Der Trend ist schon absurd. Zuerst sorgten Internetanbieter dafür, dass viele Einzelhandels-Geschäfte verschwanden. Dann entdecken die Onlinehändler, wie sehr ihre Kunden es genießen würden, das Produkt vor dem Einkauf auszuprobieren oder einfach anzufassen, und eröffnen ihrerseits physische Filialen.

Nach Branchen-Größen wie notebooksbilliger.de oder mymuesli.de folgt nun auch fahrrad.de diesem Trend. Am Freitag eröffnete fahrrad.de seine fünfte Filiale nach Hamburg, Stuttgart, Berlin, Düsseldorf im Indu-Park an der Wulfshofstraße.

100 günstige Räder

Und diese Eröffnung hatte Folgen: Mehr als 100 Dortmunder haben nun ein neues Fahrrad. Denn fahrrad.de startete mit einem kräftigen Sonderangebot. Hundert Modelle des Fixie Inc. "Betty Leads" gab es mit 45 Prozent Rabatt. Das sorgte dafür, dass Marktleiterin Wiebke Landwehr den Vormittag an der Kasse verbrachte.

So wurde die Store-Eröffnung des Onlinehändlers fahrrad.de zum Erfolg

Wiebke Landwehr ist die Storeleiterin. © Holger Bergmann

Das ist eine bemerkenswerte Nachfrage für ein Fahrrad, das mit seinem Purismus glänzt. Es gibt nur einen Rahmen mit Rädern, Lenker und Pedalen, eine Schaltung oder ein Gepäckträger hat man sich gespart. „Ein City-Rad, nichts für lange Touren“, sagt deshalb Julia Heckmann vom fahrrad.de-Marketing.

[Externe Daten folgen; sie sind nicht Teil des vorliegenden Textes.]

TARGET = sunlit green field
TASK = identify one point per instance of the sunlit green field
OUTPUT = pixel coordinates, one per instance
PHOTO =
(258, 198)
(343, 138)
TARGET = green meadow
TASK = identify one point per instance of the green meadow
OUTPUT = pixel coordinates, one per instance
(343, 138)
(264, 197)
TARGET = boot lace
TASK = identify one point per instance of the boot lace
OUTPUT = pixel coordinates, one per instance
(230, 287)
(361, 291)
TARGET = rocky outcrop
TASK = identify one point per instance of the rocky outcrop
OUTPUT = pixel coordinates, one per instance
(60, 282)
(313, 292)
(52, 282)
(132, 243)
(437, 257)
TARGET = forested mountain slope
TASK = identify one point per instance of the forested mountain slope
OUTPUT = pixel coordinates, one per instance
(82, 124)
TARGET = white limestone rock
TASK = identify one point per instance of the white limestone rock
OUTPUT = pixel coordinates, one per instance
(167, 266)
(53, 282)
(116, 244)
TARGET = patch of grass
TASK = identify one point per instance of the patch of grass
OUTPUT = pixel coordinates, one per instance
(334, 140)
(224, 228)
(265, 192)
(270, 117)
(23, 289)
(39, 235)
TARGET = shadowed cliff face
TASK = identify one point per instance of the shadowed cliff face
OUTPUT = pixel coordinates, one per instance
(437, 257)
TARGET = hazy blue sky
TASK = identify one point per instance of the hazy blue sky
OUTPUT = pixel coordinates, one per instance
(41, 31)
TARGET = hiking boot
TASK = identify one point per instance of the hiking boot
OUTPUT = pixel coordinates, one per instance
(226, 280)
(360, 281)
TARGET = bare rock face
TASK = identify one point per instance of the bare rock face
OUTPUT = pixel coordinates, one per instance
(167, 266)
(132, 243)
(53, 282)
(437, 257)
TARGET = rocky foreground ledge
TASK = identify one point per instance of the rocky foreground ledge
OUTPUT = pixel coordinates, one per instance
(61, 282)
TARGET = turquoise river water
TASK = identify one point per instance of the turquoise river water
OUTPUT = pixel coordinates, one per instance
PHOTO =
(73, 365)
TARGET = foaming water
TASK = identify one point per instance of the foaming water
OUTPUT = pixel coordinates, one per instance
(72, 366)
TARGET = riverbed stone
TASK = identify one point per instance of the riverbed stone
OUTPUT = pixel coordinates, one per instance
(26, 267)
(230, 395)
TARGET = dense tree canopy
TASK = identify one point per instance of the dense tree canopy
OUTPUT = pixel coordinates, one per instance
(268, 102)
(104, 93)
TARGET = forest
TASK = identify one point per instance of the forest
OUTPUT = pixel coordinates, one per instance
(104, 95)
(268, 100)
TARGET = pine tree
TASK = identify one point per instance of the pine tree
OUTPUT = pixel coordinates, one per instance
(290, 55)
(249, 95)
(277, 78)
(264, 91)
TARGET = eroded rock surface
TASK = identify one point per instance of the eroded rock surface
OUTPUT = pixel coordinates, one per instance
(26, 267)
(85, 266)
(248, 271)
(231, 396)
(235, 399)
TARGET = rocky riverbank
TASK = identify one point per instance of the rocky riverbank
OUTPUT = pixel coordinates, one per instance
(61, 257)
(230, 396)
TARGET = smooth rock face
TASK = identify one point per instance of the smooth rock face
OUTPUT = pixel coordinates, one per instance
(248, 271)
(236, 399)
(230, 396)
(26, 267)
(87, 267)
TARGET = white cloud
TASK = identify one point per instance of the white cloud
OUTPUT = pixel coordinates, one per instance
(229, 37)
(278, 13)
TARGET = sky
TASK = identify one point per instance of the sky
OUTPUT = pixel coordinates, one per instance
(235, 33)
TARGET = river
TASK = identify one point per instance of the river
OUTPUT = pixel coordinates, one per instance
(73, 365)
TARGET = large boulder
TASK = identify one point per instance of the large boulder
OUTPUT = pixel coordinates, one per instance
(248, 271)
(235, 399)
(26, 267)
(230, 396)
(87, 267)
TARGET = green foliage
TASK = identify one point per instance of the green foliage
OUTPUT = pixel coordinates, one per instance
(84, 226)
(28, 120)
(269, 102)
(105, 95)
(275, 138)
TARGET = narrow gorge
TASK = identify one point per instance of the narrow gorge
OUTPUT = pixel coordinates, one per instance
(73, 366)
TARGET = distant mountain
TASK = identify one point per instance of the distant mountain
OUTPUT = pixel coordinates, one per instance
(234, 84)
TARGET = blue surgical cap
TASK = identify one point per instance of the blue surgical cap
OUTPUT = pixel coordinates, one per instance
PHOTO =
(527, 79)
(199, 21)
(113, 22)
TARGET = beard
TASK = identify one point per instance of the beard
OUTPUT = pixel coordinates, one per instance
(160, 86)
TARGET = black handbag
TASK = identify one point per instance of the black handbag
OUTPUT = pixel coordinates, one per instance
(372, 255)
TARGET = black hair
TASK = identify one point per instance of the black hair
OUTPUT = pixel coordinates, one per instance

Und Fahrradfreunde können sich auf weitere Sonderangebote freuen. Am Samstag (27. Juli) zum Beispiel gibt es stark reduzierte grüne und himmelblaue Hollandräder.

Wegweiser auf dem Fußboden

Der Dortmunder Store von fahrrad.de folgt einem einheitlichen Gestaltungsstil. Gänge sind weiß, Verkaufsflächen schwarz, zwischendurch gibt es rote Highlights. Vom Eingang aus führen beschriftete Linien den Kunden in die Abteilung, die er sucht, zur Werkstatt, der Zubehör-Abteilung, dem „Pick-up-in-Store“, wo Kunden ihre bestellten Fahrräder abholen können, und natürlich zu den Stadt-, Gelände- oder Rennrädern.

So wurde die Store-Eröffnung des Onlinehändlers fahrrad.de zum Erfolg

Auf 550 Quadratmetern präsentiert fahrrad.de rund 300 Fahrräder. © Holger Bergmann

Rund 300 Räder sollen immer im Geschäft vorrätig sein, aber fahrrad.de

betont seine Internet-Gene und verspricht, dass alle Räder bestell- und in das Geschäft lieferbar sind. Früher hat fahrrad.de bestellte Räder an die Kunden geschickt. Diese Option besteht weiterhin. Damit ist der Store eine Online-/Offline-Filale.

Das Dänische Bettenlager kommt später

Das neue Fahrrad-Geschäft belegt nur einen Teil der früheren Berlet-Filiale. Nebenan wird das Dänische Bettenlager einziehen. Die Verkaufsfläche beträgt 745 Quadratmeter und ist damit im Vergleich mit den anderen vier Filialen in Dortmund ein mittelgroßes Geschäft.